Enquanto muitos idosos contam moedas e repensam cada gasto, este casal leva a aposentadoria com uma tranquilidade que chama atenção: sem uma trajetória profissional “clássica”, sem grandes direitos acumulados na previdência e, ainda assim, com mais de 1 600 € por mês. Isso é viabilizado por uma prestação social específica que será novamente ajustada em 2026 e que, para casais, segue regras próprias.
Como um casal sem aposentadoria tradicional pode passar de 1 600 € por mês
O ponto central é a “Allocation de solidarité aux personnes âgées” (ASPA) - em tradução livre, um complemento solidário para pessoas idosas. Na França, ela funciona como a última rede de proteção quando a aposentadoria é muito baixa ou inexistente. E é justamente entre casais que podem surgir situações que, vistas de fora, parecem até provocativas: pouca (ou nenhuma) vida contributiva e, mesmo assim, uma renda mínima garantida.
"Em 2026, um casal com ASPA pode ter, somando os dois, até 1 620,18 € por mês disponíveis - independentemente do quanto tenha acumulado de aposentadoria."
A lógica administrativa é direta: ninguém em idade de aposentadoria deve ficar abaixo de um patamar mínimo de renda. Se a pessoa (ou o casal) tem poucos ou nenhum direito previdenciário, o poder público complementa a diferença com recursos provenientes de impostos. Para casais, isso significa que toda a renda é analisada em conjunto - e depois complementada até o teto.
Os números sem rodeios: quanto casais podem receber em 2026
Para 2026, os valores já estão definidos. O que muda é se a pessoa vive sozinha ou em configuração de casal.
| Situação | Valor máximo mensal de ASPA (2026) | Valor máximo anual |
|---|---|---|
| Pessoa que vive sozinha | 1 043,59 € | 12 523,14 € |
| Casal (casamento, PACS, união sem casamento) | 1 620,18 € | 19 442,21 € |
O detalhe mais importante é que a ASPA é uma prestação “diferencial”: o Estado só paga o que falta para alcançar esse nível.
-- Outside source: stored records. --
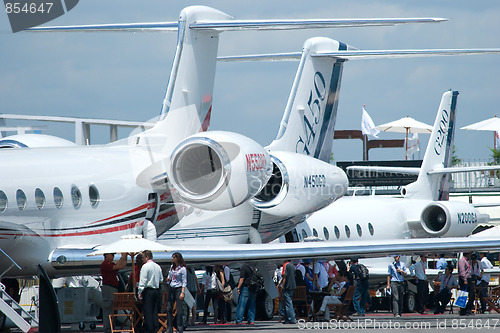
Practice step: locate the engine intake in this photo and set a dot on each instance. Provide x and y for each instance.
(219, 170)
(450, 219)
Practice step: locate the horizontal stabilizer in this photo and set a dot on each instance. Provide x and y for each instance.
(361, 54)
(485, 205)
(132, 27)
(308, 24)
(464, 169)
(236, 25)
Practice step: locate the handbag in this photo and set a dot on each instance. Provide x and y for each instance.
(218, 285)
(461, 300)
(227, 294)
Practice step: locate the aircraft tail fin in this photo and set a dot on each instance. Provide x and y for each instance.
(438, 155)
(308, 123)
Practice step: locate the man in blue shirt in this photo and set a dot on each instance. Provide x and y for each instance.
(395, 279)
(441, 263)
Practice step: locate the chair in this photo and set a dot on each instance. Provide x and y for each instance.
(300, 303)
(125, 302)
(492, 301)
(340, 310)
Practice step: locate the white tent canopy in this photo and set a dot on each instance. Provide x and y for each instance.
(405, 125)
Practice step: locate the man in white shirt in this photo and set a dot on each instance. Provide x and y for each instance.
(485, 280)
(418, 272)
(396, 272)
(320, 275)
(447, 283)
(149, 291)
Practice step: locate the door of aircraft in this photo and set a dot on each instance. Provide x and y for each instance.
(292, 236)
(152, 207)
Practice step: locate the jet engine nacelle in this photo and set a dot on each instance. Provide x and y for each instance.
(219, 170)
(450, 219)
(300, 185)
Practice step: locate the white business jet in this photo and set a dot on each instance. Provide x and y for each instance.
(58, 204)
(424, 208)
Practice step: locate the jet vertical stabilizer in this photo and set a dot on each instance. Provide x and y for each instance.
(308, 124)
(438, 155)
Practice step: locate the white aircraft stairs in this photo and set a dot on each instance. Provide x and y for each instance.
(16, 313)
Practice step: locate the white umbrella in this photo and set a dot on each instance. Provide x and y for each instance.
(405, 125)
(492, 124)
(132, 244)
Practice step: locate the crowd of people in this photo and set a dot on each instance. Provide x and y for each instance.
(217, 285)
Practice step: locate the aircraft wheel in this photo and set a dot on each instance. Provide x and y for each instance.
(265, 306)
(410, 302)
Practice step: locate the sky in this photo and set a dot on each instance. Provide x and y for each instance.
(124, 75)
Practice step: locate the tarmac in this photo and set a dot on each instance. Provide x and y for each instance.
(372, 322)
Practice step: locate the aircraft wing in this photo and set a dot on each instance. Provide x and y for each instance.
(405, 170)
(242, 25)
(355, 54)
(66, 260)
(465, 169)
(416, 171)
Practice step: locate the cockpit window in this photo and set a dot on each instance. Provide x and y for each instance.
(327, 234)
(3, 201)
(347, 232)
(360, 231)
(94, 196)
(370, 229)
(58, 197)
(21, 199)
(76, 197)
(304, 233)
(39, 198)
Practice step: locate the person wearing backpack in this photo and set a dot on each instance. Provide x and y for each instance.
(360, 273)
(247, 296)
(288, 284)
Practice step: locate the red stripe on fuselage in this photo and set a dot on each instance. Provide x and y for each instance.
(145, 206)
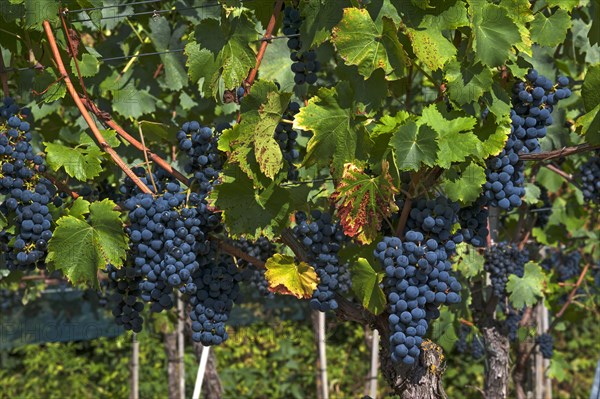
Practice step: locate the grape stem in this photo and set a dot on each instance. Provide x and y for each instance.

Como esse valor costuma aparecer na prática
Para tornar o mecanismo mais concreto, vale olhar para situações típicas:
- Se o casal soma 1 000 € de aposentadoria pública e complementar, o Estado paga 620,18 € de ASPA.
- Se o casal alcança 1 400 € de renda própria de aposentadoria, a ASPA cai para 220,18 €.
- Se a renda conjunta já está em 1 620,18 € ou acima disso, não há direito à ASPA.
Na operacionalização, a administração distribui o benefício entre os dois. O valor recebido por cada um varia conforme a renda individual: quem não tem aposentadoria própria pode ficar com uma parcela maior do total da ASPA.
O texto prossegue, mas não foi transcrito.